Measuring Nanometers At Home

If someone asked you to measure a change in distance at about one ten thousandths of the diameter of a proton, you’d probably assume you would need access a high-tech lab. The job is certainly too tight for your cheap Harbor Freight calipers. [Opticsfan], though, has a way to help. You might not be able to get quite that close, but the techniques will allow you to measure a surprisingly small distance.

The technique requires a Fabry Perot cavity, an inexpensive spectrometer, and an online calculator to interpret the data. This type of cavity is two parallel mirrors facing each other with a slight gap between them. Light can only pass through the cavity when it is in resonance with the cavity. These have been around since 1899, so they aren’t that exotic. In fact, they are often used in laser communication systems, according to the post.

Using partially reflective mirrors, the device causes interference fringes. The project requires two half-silvered mirrors, a white light source, some binder clips, and some helping hands.
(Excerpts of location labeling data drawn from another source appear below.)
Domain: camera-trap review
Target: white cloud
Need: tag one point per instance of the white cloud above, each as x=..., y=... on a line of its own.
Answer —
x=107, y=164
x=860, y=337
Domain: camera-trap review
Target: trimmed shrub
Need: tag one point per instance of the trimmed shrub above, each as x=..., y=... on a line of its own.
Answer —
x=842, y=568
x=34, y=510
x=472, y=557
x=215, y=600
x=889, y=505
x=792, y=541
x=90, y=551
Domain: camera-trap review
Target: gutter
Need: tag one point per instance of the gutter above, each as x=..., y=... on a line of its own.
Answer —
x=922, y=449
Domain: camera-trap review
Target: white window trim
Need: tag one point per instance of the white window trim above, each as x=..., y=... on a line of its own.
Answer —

Oh, you also need a spectrometer.

The Spectryx Blue spectrometer mentioned in the post isn’t as expensive as a professional instrument, but it still isn’t a throwaway purchase. We wonder if you could use a homebrew spectrometer and get similar results. Light down at these scales is a strange and wonderful thing.

9 thoughts on “Measuring Nanometers At Home

  1. I reads as if you are equating nanometer scales with “one ten thousandths of the diameter of a proton”. It should be said that atom-scales are a tenth of a nanometer and with protons at femtometers we are talking attometers for that fraction of a proton.

    1. The “one ten thousandth the width of a proton” comes from LIGO and is referenced in the link as to exactly how insane FP cavity interferometers get, hence the confusion in the article: so you absolutely *do* need a lab to do that. That being said, a lot of the difficulty getting below nanometer scale isn’t in the apparatus, it’s in generating an actual gap that’s stable to less than that distance.

  2. People who grind their own telescope mirrors at home have used sodium lamps (monochromatic light source), an optical flat and the Newton’s rings generated to measure at the manometer scale imperfections that they need to correct.

    For other methods, search for “telescope building with John Dobson” 36:40 for ~1″ accuracy and 1:20:00 for ~0.0000005 inches (~12 nm) accuracy. Watching the full video of a master at work is very rewarding.

    1. Manometer is officially my favorite typo of the week. I am also definitely going to have to watch that video because I am pretty curious what someone uses to correct a 12nm imperfection at home.

      1. “correct a 12 nm imperfection” I think you stare at it irately for a few minutes.

        Also: a manometer is a device that uses the difference in height of a fluid to measure pressure. You can even set one up with an interferometer (either a laser bouncing off the surface from above or ultrasound bouncing off from below), to get yourself manometers that measure nanometers.